Роза Хайруллина в том же спектакле показала высокий класс в такой небольшой, и вроде бы второстепенной роли Мануйлихи. Очень ярко раскрыт архетип сильной женщины, якобы не зависимой от мира мужчин, но на самом деле хрупкой и ранимой. Можно сказать, это сквозная тема в творчестве актрисы. В этом году актриса вошла в труппу театра, перебралась в Москву. Яркая актерская индивидуальность, колоритная внешность, напоминающая гогеновские краски, оказались очень кстати среди неброских славянских типажей столицы.

Нелли Уварова запомнилась в спектакле РАМТа «Почти взаправду». Здесь она меланхоличная, неуверенная в себе Ласка. Зарисовка с натуры, лирическая пародия на неуверенную с себе, мятущуюся артистическую натуру. Кажется, что смеясь, актеры расстаются со своими комплексами. Играя в этом же спектакле Бабочку, Нелли Уварова просто купается в роли фамм фаталь. У нее облик Лайзы Минелли из фильма «Кабаре» — короткая темная стрижка, огромные глазищи с лежащими на щеках тенями от ресниц. И столько же шарма. Хрупкость Бабочки актриса передает изнутри. Мастерить крылья не понадобилось.

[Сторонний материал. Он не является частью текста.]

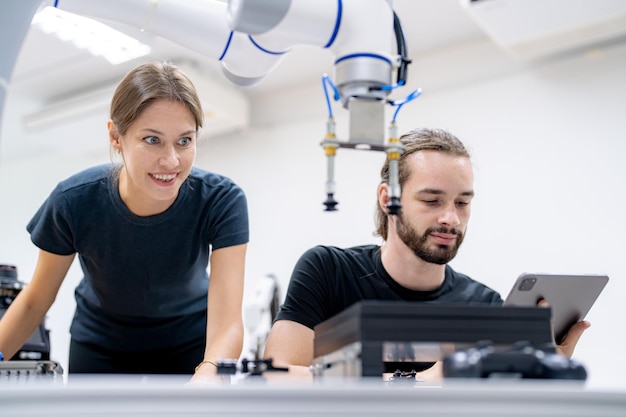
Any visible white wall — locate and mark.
[0,37,626,389]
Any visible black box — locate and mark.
[314,300,554,376]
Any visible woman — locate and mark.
[0,63,249,375]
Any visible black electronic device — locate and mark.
[443,342,587,381]
[311,300,555,377]
[0,265,50,361]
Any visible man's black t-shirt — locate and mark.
[276,245,502,329]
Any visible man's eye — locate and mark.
[143,136,159,145]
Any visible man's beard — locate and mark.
[396,215,463,265]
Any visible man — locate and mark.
[264,129,589,373]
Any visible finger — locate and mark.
[559,321,591,357]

Персонажи Кирилла Пирогова всегда созвучны образу героя нашего времени — он умеет воплощать на сцене тот тип интеллигентного человека, который пробивается к свету через тьму. Который, не будучи суперменом, способен на поступок. Который становится действующим героем через преодоление, во многом благодаря своей правильной человеческой конструкции, своей внутренней закваске — можно и так назвать. Его работа с поэтическим текстом в спектакле «Триптих» театра «Мастерская П. Фоменко» вызывает восхищение. 
Актер Александр Яцко в спектакле Юрия Еремена «Царство отца и сына» по произведениям Толстого явил высокий класс работы в жанре исторического спектакля (Театр им. Моссовета, режиссер Юрий Еремин). Он сыграл Иоанна Грозного мощно, темпераментно, с той хорошей интеллектуальной начинкой роли, которая так редко дается актерам. С правильным пониманием стилистики, заданной режиссером — такой немножко брехтовской игры в персонажей. Никаких париков и ухищрений грима — временами это облик вполне современного политического деятеля. А главное, высокая плотность смыслов в это роли. Финальная премьера уходящего года прозвучала очень весомо.

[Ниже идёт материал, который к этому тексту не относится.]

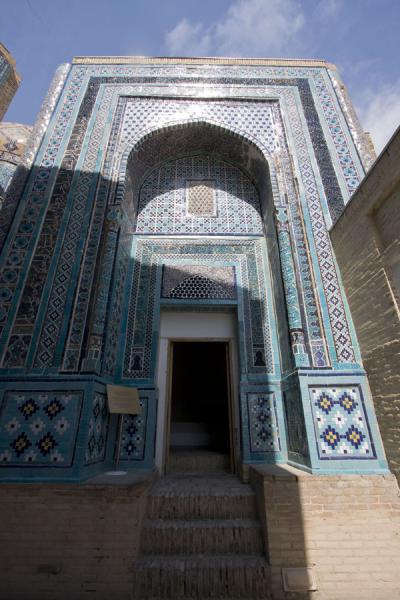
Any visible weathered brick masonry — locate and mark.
[0,481,149,600]
[331,130,400,478]
[250,467,400,600]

Лучший актерский ансамбль и самый яркий эксперимент

Спектакль «Триптих» театра «Мастерская П. Фоменко». Это безусловный прорыв в области поэтического театра. Яркий эксперимент в работе со сценическим пространством, когда действие то максимально приближено, то отдалено на рискованно далекую дистанцию. Репетиционные трудности со звуком и масштабом обернулись новизной выразительных средств. Уникальная световая партитура и работа с гримом. Идея Петра Фоменко распространить театральный микроб и на пространство фойе в новом здании театра — воплощена виртуозно и отдает тем милым хулиганством, которого так ждешь от дебютантов, а встречаешь у театрального мэтра.